On June 4, 2013, Florida Governor Rick Scott signed HB 70151 (renumbered as Chapter 2013-107) into law amending Florida Statutes §§ 90.702 and 90.704 to conform with the federal evidentiary standard articulated in Daubert v. Merrell Dow Pharmaceuticals, Inc., 509 U.S. 579 (1993). Since 1993 when it replaced the federal standard for expert testimony previously articulated in Frye v. United States, 293 F.2d 61 1013 (D.C. Cir 1923) with a new Daubert standard, the U.S. Supreme Court has continually reaffirmed and refined the Daubert standard in a series of cases. E.g. General Electric Co. v. Joiner, 522 U.S. 136 (1997); Kumho Tire Co. v. Carmichael, 526 U.S. 137 (1999). Seven years after judicial adoption of the Daubert standard, the standard was directly amended into federal rules of civil procedure in 2000. In a similar manner, the Florida Legislature has now followed suit, amending § 90.702 and § 90.704 in an effort to prohibit the usage of pure opinion testimony. See Marsh v. Valyou, 977 So. 2d 543 (Fla. 2007).
The old Florida evidentiary rule provided that:
Testimony by experts. – If scientific, technical, or other specialized knowledge will assist the trier of fact in understanding the evidence or in determining a fact in issue, a witness qualified as an expert by knowledge, skill, experience, training, or education may testify about it in the form of an opinion; however, the opinion is admissible only if it can be applied to evidence at trial.

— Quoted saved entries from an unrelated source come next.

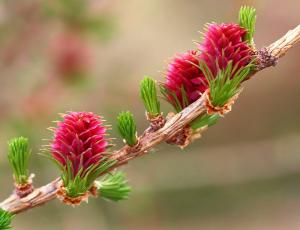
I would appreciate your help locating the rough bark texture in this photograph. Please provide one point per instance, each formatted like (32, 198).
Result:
(149, 139)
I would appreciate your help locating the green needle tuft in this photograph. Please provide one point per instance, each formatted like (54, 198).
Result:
(247, 20)
(149, 96)
(227, 82)
(127, 128)
(18, 156)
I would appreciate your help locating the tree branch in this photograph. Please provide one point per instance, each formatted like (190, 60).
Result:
(147, 140)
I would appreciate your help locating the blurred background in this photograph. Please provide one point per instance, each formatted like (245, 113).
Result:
(63, 55)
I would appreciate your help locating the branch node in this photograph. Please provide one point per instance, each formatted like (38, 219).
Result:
(156, 122)
(22, 190)
(211, 109)
(265, 59)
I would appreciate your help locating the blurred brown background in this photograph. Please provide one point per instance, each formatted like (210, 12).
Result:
(243, 174)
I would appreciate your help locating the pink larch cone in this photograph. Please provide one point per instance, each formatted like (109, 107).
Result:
(222, 44)
(80, 140)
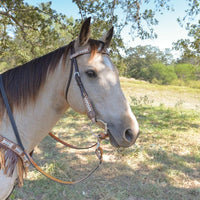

Florida Law Chapter 2013-107 amends § 90.702 to make the application more consistent with Daubert and its progeny, thereby, subjecting pure opinion testimony to the rigorous federal requirements. Modeled after Federal Rule of Evidence 702, the new Florida state evidentiary rule now provides:
Section 90.702, Testimony by experts. – If scientific, technical, or other specialized knowledge will assist the trier of fact in understanding the evidence or in determining a fact in issue, a witness qualified as an expert by knowledge, skill, experience, training, or education may testify about it in the form of an opinion or otherwise if:
(1) The testimony is based on sufficient facts or data;
(2) The testimony is the product of reliable principles and methods; and
(3) The expert has reliably applied the principles and methods to the facts of the case.
Florida Law Chapter 2013-107 also curtails the circumstances under which inadmissible evidence may be inferred or presented to the fact finder. The amended text (in bold) amends the rule as follows:
Section 90.704. Basis of opinion testimony by experts. – The facts or data upon which an expert bases an opinion or inference may be those perceived by, or made known to, the expert at or before the trial. If the facts or data are of a type reasonably relied upon by experts in the subject to support the opinion expressed, the facts or data need not be admissible in evidence. Facts or data that are otherwise inadmissible in evidence may not be disclosed to the jury by the proponent of the opinion or inference unless the court determines that their probative value in assisting the jury to evaluate the expert’s opinion substantially outweighs the prejudicial effect.
The amendment of Florida Statute §§ 90.702 and 90.704 to conform to the majority standard for judicial expert evidence brings Florida one step closer to uniformity with other states. In fact, in explaining his approval of HB 7015, Governor Scott was quoted as saying, “Florida was the only stated in the South that did not use this common sense method for determining who is an expert. By signing HB 7015 into law, we will create a fairer system for Florida families.”